Um eine wirklichkeitsnahe Ausbildung der Bordschützen zu gewährleisten, wurde die Einführung eines schweren Schulflugzeugs mit einem MG-Stand erwogen. Daraufhin bot Fairchild den Prototyp eines Mitteldeckers mit
zwei Pratt & Whitney- Sterntriebwerken, Doppelleitwerk und einziehbarem Bugradfahrwerk an, der zusätzlich auch für die Ausbildung von Funkern, Navigatoren und Bombenschützen geeignet sein sollte.
Die Bordwaffenausbildung -
Der auf Ranger-Triebwerke umgerüstete Prototyp wurde von XAT-13 in XAT-14 umgetauft. Die Serienversion erhielt von der US Army Air Force die Bezeichnung AT-21 Gunner. Ihre
Einführung fiel mit der Gründung von Schulungszentren für die Bordwaffenausbildung zusammen, die es vor dem Krieg in den USA nicht gegeben hatte.
Keine strategischen Werkstoffe -
Der Rumpf besaß einen
ovalen Querschnitt und bestand aus Duramold, einem kunstharzgetränkten Sperrholz, um strategisch wichtige Werkstoffe wie zum Beispiel Leichtmetall für Kampfflugzeuge aufzusparen.
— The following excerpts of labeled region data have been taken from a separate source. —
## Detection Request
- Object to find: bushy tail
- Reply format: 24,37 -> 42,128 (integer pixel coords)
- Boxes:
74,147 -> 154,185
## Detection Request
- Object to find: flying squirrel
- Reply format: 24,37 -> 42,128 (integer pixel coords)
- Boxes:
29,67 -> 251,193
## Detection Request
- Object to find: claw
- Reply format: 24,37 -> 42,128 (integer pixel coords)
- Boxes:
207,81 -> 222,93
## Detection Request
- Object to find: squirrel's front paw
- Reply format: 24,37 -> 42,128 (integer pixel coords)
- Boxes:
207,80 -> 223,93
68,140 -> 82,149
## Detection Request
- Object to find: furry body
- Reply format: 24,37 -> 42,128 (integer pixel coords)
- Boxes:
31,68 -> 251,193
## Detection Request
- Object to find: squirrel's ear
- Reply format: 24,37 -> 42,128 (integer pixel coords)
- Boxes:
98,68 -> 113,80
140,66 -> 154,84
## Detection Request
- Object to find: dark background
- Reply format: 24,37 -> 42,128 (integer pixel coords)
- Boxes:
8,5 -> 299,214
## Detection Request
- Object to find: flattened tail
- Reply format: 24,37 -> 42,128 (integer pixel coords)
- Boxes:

Insgesamt entstanden 175 AT-21,
davon 30 bei Bellanca und 39 bei McDonnell. Die Produktion lief aus, als die ersten speziellen Schulversionen von Bombenflugzeugen erschienen.
Die wichtigsten Versionen XAT-13, XAT-14 und
XAT-14A (unbewaffneter Prototyp); AT-21.
Die wichtigsten Abnehmerländer USA.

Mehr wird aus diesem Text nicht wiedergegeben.